Depuis le Canada, un professeur palestinien s'efforce de maintenir vivante une université de Gaza

La rédaction
10:325/12/2024, Perşembe
AFP
Le professeur palestinien Ahmed Abu Shaban, professeur invité à la faculté des changements environnementaux et urbains, donne une conférence sur Gaza à l'université York de Toronto, au Canada, le 26 novembre 2024.
Crédit Photo : JORGE UZON / AFP
Le professeur palestinien Ahmed Abu Shaban, professeur invité à la faculté des changements environnementaux et urbains, donne une conférence sur Gaza à l'université York de Toronto, au Canada, le 26 novembre 2024.

Le réveil d'Ahmed Abu Shaban, professeur d'université à Toronto, sonne souvent à 3 heures du matin pour qu'il puisse enseigner à distance à ses étudiants de Gaza. C'est pour ce Palestinien une question de loyauté envers ses élèves mais aussi de culpabilité.
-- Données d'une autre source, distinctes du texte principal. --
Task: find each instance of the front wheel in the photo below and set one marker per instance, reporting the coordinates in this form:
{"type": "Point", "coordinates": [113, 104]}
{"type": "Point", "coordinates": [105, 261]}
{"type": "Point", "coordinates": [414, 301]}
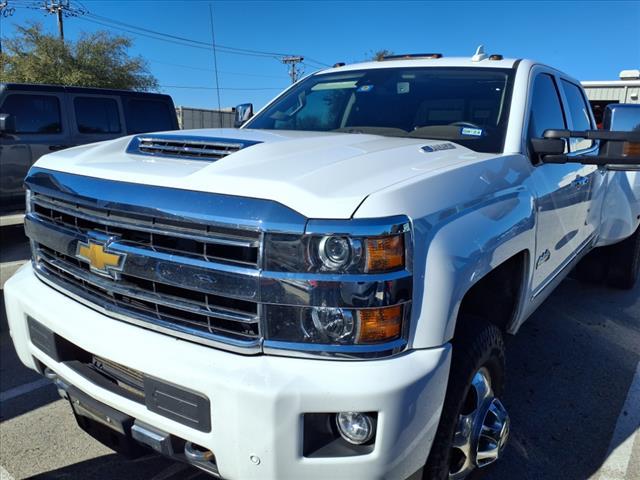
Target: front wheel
{"type": "Point", "coordinates": [474, 425]}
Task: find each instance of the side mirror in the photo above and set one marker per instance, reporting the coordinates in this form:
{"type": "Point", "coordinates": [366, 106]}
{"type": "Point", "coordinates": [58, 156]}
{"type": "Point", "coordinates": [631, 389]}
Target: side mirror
{"type": "Point", "coordinates": [244, 112]}
{"type": "Point", "coordinates": [7, 123]}
{"type": "Point", "coordinates": [619, 141]}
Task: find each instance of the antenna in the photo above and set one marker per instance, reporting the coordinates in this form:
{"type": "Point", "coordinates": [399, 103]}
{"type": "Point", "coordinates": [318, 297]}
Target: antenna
{"type": "Point", "coordinates": [480, 55]}
{"type": "Point", "coordinates": [294, 70]}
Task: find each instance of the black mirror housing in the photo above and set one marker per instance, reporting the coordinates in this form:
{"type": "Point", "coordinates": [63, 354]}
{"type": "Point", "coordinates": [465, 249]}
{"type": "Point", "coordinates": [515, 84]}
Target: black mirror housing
{"type": "Point", "coordinates": [244, 112]}
{"type": "Point", "coordinates": [547, 146]}
{"type": "Point", "coordinates": [7, 123]}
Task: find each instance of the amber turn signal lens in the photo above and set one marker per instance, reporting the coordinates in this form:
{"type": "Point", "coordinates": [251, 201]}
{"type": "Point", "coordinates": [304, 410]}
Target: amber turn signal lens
{"type": "Point", "coordinates": [380, 324]}
{"type": "Point", "coordinates": [631, 149]}
{"type": "Point", "coordinates": [385, 253]}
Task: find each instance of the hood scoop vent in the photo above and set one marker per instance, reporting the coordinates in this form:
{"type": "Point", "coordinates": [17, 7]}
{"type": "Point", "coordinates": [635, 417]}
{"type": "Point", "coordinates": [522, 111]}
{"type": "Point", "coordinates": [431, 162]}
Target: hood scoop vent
{"type": "Point", "coordinates": [186, 147]}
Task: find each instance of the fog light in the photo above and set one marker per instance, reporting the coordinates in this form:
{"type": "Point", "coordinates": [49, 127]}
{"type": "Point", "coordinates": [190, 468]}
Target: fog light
{"type": "Point", "coordinates": [355, 427]}
{"type": "Point", "coordinates": [328, 324]}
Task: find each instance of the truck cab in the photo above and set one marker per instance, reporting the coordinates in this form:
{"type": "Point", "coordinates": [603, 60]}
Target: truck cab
{"type": "Point", "coordinates": [324, 292]}
{"type": "Point", "coordinates": [41, 119]}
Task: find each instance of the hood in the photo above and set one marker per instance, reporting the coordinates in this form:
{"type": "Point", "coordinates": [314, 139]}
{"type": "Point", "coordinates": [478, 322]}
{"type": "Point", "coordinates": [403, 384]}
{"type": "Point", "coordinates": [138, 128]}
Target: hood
{"type": "Point", "coordinates": [318, 174]}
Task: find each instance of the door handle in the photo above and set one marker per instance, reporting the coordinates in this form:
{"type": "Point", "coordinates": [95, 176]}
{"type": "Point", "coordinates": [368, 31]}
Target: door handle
{"type": "Point", "coordinates": [53, 148]}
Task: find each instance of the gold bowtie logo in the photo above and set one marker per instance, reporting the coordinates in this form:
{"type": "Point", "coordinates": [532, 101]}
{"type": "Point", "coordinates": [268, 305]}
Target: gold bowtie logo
{"type": "Point", "coordinates": [100, 261]}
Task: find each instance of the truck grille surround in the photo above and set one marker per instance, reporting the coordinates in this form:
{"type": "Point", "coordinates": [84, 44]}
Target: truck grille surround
{"type": "Point", "coordinates": [185, 146]}
{"type": "Point", "coordinates": [168, 266]}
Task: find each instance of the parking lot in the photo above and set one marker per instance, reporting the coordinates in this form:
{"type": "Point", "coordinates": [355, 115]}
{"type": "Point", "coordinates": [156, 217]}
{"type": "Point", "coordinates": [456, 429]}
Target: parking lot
{"type": "Point", "coordinates": [571, 394]}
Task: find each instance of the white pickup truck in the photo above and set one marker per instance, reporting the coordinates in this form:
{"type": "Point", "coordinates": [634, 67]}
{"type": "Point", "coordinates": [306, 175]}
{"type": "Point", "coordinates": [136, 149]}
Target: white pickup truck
{"type": "Point", "coordinates": [323, 293]}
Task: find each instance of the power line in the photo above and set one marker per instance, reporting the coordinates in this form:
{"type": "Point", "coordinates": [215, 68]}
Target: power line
{"type": "Point", "coordinates": [225, 72]}
{"type": "Point", "coordinates": [193, 87]}
{"type": "Point", "coordinates": [295, 71]}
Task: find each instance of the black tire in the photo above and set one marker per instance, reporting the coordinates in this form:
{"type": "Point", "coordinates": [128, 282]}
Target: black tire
{"type": "Point", "coordinates": [480, 345]}
{"type": "Point", "coordinates": [624, 263]}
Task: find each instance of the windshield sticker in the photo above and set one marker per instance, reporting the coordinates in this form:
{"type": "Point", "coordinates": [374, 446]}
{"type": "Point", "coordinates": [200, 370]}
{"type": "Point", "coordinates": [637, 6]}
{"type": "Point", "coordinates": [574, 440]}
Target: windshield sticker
{"type": "Point", "coordinates": [474, 132]}
{"type": "Point", "coordinates": [402, 87]}
{"type": "Point", "coordinates": [437, 147]}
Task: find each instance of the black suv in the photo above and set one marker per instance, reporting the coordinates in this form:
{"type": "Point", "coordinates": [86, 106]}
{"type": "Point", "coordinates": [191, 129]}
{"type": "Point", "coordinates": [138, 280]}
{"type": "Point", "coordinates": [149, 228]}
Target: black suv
{"type": "Point", "coordinates": [38, 119]}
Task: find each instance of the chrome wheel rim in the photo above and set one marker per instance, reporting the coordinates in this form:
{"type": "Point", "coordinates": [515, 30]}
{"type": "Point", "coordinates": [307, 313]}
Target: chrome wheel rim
{"type": "Point", "coordinates": [482, 429]}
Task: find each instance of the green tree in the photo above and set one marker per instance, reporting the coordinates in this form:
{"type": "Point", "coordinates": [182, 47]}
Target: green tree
{"type": "Point", "coordinates": [96, 60]}
{"type": "Point", "coordinates": [379, 54]}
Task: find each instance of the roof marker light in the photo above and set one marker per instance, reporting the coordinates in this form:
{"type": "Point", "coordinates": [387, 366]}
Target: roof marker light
{"type": "Point", "coordinates": [479, 55]}
{"type": "Point", "coordinates": [408, 56]}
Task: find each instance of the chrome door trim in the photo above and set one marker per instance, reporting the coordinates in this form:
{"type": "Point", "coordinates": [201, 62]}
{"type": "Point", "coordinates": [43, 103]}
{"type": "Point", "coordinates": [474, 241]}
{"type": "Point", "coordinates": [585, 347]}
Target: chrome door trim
{"type": "Point", "coordinates": [587, 243]}
{"type": "Point", "coordinates": [170, 204]}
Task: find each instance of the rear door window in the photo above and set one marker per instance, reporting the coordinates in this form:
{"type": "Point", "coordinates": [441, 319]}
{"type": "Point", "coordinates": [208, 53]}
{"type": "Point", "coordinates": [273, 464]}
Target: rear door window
{"type": "Point", "coordinates": [148, 116]}
{"type": "Point", "coordinates": [97, 115]}
{"type": "Point", "coordinates": [580, 118]}
{"type": "Point", "coordinates": [34, 113]}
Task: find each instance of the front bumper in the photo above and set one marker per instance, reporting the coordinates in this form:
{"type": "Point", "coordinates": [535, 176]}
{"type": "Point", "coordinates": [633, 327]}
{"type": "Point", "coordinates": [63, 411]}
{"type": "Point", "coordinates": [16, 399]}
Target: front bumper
{"type": "Point", "coordinates": [257, 402]}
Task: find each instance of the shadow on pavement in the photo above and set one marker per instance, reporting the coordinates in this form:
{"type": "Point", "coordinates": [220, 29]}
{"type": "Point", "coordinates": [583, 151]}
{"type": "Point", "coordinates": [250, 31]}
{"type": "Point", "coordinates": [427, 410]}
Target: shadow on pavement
{"type": "Point", "coordinates": [568, 374]}
{"type": "Point", "coordinates": [14, 374]}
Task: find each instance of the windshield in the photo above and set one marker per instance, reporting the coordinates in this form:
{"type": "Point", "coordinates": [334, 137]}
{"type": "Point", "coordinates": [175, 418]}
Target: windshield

Il a du quitter la bande de Gaza quelques jours après le 7 octobre 2023.


Mais même à des milliers de kilomètres, il ne veut pas et ne peut pas oublier ses étudiants pris au piège de la guerre génocidaire menée par Israël. Et il se dévoue donc pour ceux qui n'ont pas été tués et veulent continuer d'apprendre malgré les difficultés.

"Je me sens coupable d'être parti"
, lâche à l'AFP ce quinquagénaire.
"Comme si nous avions abandonné notre pays, notre peuple, nos institutions".

Ahmed Abu Shaban est le doyen de la faculté d'agriculture et de médecine vétérinaire de l'Université Al-Azhar, qui a été détruite comme la plupart des bâtiments universitaires de Gaza par des frappes aériennes israéliennes.


Le professeur est passé en Egypte peu après le début de la guerre. Ces contacts canadiens lui permettent ensuite de rejoindre l'Université York de Toronto, où il est désormais professeur invité à la Faculté des changements environnementaux et urbains.


"Nous continuerons"


Dans son bureau aux étagères vides et aux murs presque nus dans le nord de Toronto, Ahmed Abu Shaban explique vouloir
"envoyer un message très clair au monde entier".

Ils viennent de détruire nos infrastructures. Ils ont détruit nos bâtiments... mais nous sommes toujours en vie et nous continuerons.

Au moins 30 Palestiniens ont été tués lors des attaques israéliennes dans la bande de Gaza, portant le bilan total depuis l'an dernier à 44 532 morts, a indiqué mercredi le ministère de la Santé de l’enclave.


Frustrations


Le nombre d'étudiants toujours inscrits à l'Université Al-Azhar est pour lui la preuve de la résilience des Palestiniens: avant la guerre, la faculté comptait 14.000 étudiants et ils étaient encore 10.000 à s'inscrire en début d'année. Il n'en espérait pas plus de 1.000.


"C'est dingue!",
explique-t-il, avant de rappeler leur réalité:
"vous vivez dans une tente, vous n'avez pas d'électricité, vous n'avez pas d'internet, vous n'avez rien du tout".
Et de raconter:

Mais vous faites quand même cinq kilomètres de marche pour avoir une connexion internet et étudier. Et parfois, vous risquez même votre vie pour cela.

Le programme est évidemment flexible, compte tenu des difficultés d'accès à internet. Les étudiants regardent les cours et font leurs devoirs lorsqu'ils peuvent se connecter.


Des conditions évidemment très frustrantes
. "Parfois, on a l'impression que les étudiants nous regardent comme si nous pouvions faire des choses qui ne sont pas faisables"
. Mais l'homme à la voix lente et posée dit comprendre leurs frustrations.

"J'essaie de leur fournir le soutien que je peux"
, ajoute celui qui enregistre ses cours les soirs et les week-ends pour les envoyer et travaille sur deux fuseaux horaires.

Quand il se sent
"stressé"
par son emploi du temps surchargé, il se souvient du privilège qu'il a de vivre dans un pays en paix et repense à ses étudiants décédés.

Il évoque notamment cinq élèves ingénieurs tués alors qu'ils s'étaient rassemblés pour travailler sur un devoir à un endroit où internet fonctionnait.

Mais aussi le cas de Bilal al Aish, son
"étudiant vedette"
, qui venait de recevoir des propositions de bourses pour étudier en Allemagne ou aux Etats-Unis quand la guerre a éclaté.

Ce jour-là, il avait
"vu l'espoir dans ses yeux"
. L'annonce de sa mort au début du conflit a été un choc, raconte Ahmed Abu Shaban.
"J'ai eu l'impression qu'ils tuaient l'avenir".